Recap of #18NTC, Part 1: Blockchain for Good
The 18th annual NTEN Nonprofit Technology Conference (#18NTC) took place in New Orleans on Apr. 11 through 13. It was my second time attending the conference and while the venue was very different from last year, the energy, passion and general fabulousness was not.
NTC is the must-attend nonprofit conference for those interested in technology, digital marketing and online fundraising. Throw in some sessions on well-being, mindfulness and storytelling, you have the recipe for innovation and connection.
Also, there were tequila drinks in the exhibit hall. (Thank you, NOLA!)
The exhibit hall was sprawling but filled with friendly faces, some familiar and some new. There was something neat to check out in every corner, from live software demos to inflatable penguins to a live mural drawing at the Frontstream booth.
NTC is my favorite conference of the year, by far. Chock full of brilliant sessions, insightful small group roundtables and helpful people, NTEN has worked incredibly hard to create a community that is diverse, inclusive and kind. Cheers to the staff and volunteers who made it all a reality!
Here are just a few of my top takeaways from the conference sessions.
What the Heck Is Blockchain, and What Can It Do for Nonprofits?

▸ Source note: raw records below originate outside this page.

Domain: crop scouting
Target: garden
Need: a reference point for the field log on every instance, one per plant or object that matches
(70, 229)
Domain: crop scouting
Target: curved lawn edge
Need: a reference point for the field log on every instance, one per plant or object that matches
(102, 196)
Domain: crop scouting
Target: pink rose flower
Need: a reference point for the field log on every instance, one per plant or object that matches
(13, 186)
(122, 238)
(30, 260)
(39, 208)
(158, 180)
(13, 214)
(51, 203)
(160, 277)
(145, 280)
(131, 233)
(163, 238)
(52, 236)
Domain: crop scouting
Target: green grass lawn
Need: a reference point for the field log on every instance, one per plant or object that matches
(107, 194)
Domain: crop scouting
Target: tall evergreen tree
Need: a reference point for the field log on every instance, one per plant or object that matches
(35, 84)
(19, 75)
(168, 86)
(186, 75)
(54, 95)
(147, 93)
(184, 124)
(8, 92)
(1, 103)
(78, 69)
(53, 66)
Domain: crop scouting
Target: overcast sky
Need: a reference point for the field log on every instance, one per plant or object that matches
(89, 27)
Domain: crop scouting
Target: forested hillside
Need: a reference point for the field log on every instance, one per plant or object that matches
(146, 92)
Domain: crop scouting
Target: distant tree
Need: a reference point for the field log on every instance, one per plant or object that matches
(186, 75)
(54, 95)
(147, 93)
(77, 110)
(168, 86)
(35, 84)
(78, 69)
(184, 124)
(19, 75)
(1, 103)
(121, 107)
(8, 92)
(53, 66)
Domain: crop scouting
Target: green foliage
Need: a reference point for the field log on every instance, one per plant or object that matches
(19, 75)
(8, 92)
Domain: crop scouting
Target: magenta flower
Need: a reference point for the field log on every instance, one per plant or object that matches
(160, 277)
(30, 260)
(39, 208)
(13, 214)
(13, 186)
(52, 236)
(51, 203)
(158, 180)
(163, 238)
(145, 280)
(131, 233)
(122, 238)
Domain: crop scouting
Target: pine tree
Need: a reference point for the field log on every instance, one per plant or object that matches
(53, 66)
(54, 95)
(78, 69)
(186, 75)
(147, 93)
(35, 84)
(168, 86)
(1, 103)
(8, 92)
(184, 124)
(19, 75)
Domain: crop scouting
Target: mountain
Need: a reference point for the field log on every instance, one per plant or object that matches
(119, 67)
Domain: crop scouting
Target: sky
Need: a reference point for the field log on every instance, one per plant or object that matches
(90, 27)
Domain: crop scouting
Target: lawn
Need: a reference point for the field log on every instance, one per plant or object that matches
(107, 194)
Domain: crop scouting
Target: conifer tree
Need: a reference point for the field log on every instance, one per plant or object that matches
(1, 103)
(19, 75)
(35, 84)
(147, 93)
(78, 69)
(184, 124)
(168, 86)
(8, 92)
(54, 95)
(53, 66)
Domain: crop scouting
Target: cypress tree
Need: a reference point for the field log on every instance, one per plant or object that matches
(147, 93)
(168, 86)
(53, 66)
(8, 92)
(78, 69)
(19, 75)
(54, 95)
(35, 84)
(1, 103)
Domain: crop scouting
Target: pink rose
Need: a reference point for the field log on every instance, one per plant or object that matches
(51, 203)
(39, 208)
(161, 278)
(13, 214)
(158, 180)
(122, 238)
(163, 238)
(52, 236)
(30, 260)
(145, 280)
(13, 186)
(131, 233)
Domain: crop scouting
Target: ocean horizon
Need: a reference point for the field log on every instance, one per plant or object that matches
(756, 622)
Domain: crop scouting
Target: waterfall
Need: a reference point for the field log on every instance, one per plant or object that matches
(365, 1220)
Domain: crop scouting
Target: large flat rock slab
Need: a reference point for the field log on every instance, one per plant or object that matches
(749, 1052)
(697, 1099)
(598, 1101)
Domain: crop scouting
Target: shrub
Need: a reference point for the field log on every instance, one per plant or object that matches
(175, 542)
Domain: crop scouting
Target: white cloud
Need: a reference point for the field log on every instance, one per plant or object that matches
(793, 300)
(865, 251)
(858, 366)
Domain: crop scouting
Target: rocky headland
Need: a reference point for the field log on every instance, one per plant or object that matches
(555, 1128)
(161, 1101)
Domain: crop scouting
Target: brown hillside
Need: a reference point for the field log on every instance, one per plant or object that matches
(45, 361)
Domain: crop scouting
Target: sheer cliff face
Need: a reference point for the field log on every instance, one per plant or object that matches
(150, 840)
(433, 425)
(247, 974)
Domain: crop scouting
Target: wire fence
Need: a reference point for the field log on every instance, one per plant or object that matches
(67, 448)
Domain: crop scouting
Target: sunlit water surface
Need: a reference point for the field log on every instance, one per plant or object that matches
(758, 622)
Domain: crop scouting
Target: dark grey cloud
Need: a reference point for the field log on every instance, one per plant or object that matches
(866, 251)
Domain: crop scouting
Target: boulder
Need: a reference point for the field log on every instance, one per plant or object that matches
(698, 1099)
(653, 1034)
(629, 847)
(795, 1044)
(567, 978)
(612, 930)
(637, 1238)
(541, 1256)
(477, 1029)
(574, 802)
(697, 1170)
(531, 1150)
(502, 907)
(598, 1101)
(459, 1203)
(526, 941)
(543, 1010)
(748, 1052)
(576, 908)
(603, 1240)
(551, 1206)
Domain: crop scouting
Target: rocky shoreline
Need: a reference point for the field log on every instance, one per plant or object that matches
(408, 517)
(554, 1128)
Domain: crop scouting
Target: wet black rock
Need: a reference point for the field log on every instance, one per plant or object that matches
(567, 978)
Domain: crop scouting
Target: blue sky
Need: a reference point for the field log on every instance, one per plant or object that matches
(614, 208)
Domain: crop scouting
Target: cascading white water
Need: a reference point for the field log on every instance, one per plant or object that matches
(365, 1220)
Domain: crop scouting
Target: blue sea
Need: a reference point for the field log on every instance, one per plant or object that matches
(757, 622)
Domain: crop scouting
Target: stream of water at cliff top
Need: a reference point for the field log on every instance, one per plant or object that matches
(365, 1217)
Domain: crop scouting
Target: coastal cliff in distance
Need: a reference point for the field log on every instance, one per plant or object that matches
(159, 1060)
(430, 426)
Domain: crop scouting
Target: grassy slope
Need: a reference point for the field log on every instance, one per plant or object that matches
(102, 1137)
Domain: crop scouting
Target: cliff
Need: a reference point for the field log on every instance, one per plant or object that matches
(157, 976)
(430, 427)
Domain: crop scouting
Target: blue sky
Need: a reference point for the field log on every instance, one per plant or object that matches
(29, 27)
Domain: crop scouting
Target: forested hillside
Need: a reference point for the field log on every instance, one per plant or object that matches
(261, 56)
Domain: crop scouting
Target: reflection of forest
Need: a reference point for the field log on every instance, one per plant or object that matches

In their incredibly educational session, “Blockchain For Nonprofits: Fact vs. Fiction,” nonprofits were treated to the insights of Sheila Warren, head of blockchain and distributed ledger technology at the World Economic Forum, and Marnie Webb, CEO of Caravan Studios and TechSoup speaker.
I walked into the session having heard of blockchain, but still not truly understanding what it is or the potential that it provides for social good organizations. Warren and Webb schooled me and then some!
The best way that I can explain it is like this: Blockchain is similar to the Internet, in that you build cool things on top of it. According to the World Bank, blockchain is “a digital ledger in which transactions made in bitcoin or another cryptocurrency are recorded chronologically and publicly.”
The power of blockchain for nonprofits remains to be seen, but Warren and Webb laid out quite a few use cases that blew my mind.
- It can make sending a receiving money, especially to and from the developing world, much easier and completely free.
- It can protect open data, where accountability and transparency are key—think Freedom of Information Act requests, counting refugees in encampments and employees reporting workplace harassment.
- It can verify that something—food, furniture, jewelry—is sustainably sourced, because it can keep a record that holds companies accountable each step of the way.
- It can help in tracking aid shipments to ensure that food and supplies are reaching their destinations.
- It can prove ownership and digital identity, which would help transient populations, refugees, asylum seekers, immigrants and more.
The World Economic Forum has a free white paper on this topic: “Blockchain - Beyond the Hype.”